Could you add some logs to make it easier to understand where the app spends the time while serving the request?

Hi Pavel,

I think you are correct. I added some logs, and the middleware runs reasonably fast, but the longest part is waiting for a database (mongodb) fetch.

Is there a way to make this faster?

Where is your MongoDB instance located, and is it a managed service e.g. with MongoDB Atlas?

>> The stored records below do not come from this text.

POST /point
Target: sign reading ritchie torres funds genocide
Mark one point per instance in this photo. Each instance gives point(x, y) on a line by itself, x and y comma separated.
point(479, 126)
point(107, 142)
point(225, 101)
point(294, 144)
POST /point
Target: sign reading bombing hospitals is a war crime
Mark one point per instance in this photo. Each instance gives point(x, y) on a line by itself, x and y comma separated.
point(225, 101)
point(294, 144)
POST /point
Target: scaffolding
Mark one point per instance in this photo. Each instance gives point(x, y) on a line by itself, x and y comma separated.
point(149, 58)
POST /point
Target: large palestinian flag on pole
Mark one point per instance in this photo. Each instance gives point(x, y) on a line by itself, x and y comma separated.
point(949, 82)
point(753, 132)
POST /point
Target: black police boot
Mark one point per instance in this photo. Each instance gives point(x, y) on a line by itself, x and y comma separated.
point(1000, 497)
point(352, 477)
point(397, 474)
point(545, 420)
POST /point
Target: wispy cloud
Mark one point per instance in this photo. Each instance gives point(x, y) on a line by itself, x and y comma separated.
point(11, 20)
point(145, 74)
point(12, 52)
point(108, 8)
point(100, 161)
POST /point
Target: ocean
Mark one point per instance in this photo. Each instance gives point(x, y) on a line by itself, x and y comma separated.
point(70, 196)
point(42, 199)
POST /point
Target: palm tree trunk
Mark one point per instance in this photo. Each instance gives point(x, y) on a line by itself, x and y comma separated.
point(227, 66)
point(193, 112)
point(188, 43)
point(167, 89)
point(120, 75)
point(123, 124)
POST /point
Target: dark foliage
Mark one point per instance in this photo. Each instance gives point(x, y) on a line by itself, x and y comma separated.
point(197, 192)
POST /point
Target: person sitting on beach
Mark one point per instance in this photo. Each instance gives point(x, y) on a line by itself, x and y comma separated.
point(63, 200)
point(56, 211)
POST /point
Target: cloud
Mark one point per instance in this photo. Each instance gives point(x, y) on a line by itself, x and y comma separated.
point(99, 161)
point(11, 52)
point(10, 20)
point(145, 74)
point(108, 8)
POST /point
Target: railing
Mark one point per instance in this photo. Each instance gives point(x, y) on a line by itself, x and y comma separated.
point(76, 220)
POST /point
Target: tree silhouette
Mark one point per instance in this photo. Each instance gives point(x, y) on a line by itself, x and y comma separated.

What language are you using for your web app? What library are you using for your Mongo connections? Per the advice from @pavel, is there a way in your connection library to force a new connection?

The MongoDB is hosted externally on Atlas. The web app is Node.js (Express). The Connection library uses the standard mongodb node driver.

I guess I can alter the connection options (e.g. connectTimeoutMS) however, if I lower it too much I will get false positives during normal network issues, and I am not sure what impact this will have.

Is there a recommended way to handle the reconnect after waking up from a suspended state?

I think this problem would benefit from some experimentation.

I would start by putting a Mongo test script on a machine, suspending the machine, waking it up, then running the script. It would be interesting to see if the script returns a result immediately, or it has the same problem. If it works flawlessly, then Node may be caching connections, and thus it may be worth working out how to invalidate them on wake.

This topic was automatically closed 7 days after the last reply. New replies are no longer allowed.